For children living in today’s war-torn Ukraine, giving and receiving gifts during the holiday season may be an elusive reality since many have been forced from their homes or have lost a parent due to war. In fact, according to the international organization UNICEF, three million people currently living in Ukraine are in need of humanitarian assistance, with at least 500,000 of those being children. Additionally, the United Nations High Commission for Refugees recently reported that the government of Ukraine has identified at least 1.5 million internally displaced persons since the start of the conflict.
Since Russia illegally annexed Crimea in 2014, and subsequently invaded the Donbas and Luhansk regions of eastern Ukraine, members of the Ukrainian Youth Association, have been involved in a global effort to lessen the burden for Ukraine’s children. Under the call “Warm the Heart of a Child”, members of the organization across the globe have taken action at their local chapters to collect donations and prepare backpacks for children that include warm winter clothes, school supplies, small toys, and handwritten holiday greetings.

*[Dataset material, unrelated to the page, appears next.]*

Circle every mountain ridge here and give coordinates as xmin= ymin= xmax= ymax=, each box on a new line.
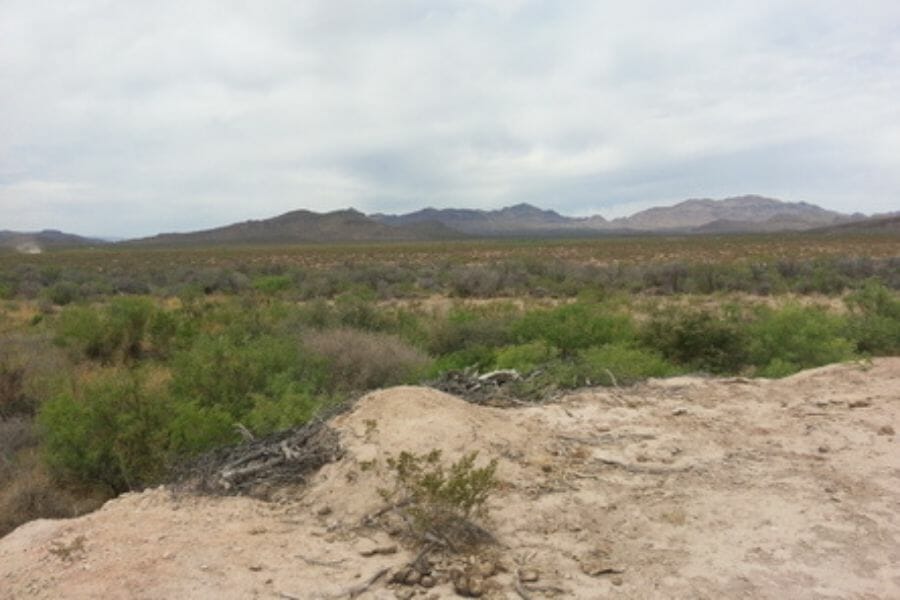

This year members of the Ukrainian American Youth Association (UAYA) chapter in Whippany, New Jersey, participated in this effort for the fifth year in a row. Families volunteered to sponsor children who were typically the same age and gender as their own children, providing a teaching opportunity for both UAYA counselors and parents to discuss how Ukrainian-Americans can embrace and support their brothers and sisters in their ethnic homeland. Additionally, members of the broader Whippany community were invited to participate including parishioners at St. John the Baptist Ukrainian Catholic Church and members of Plast, the Ukrainian scouting organization. In total, the Whippany chapter collected 102 backpacks this year, which were sent to children in Kalush, Ternopil, Kyiv and Khmelnytsy Regions. Over the last five years, members of UAYA Whippany have donated, packed and shipped over 600 backpacks to children in war-torn Ukraine.
The Ukrainian Youth Association was first founded in Ukraine in 1925 and has established chapters in twelve different countries around the globe. The Whippany chapter of the Ukrainian American Youth Association has been in existence since 1991 and operates under the Ukrainian Youth Association’s motto “God and Ukraine.”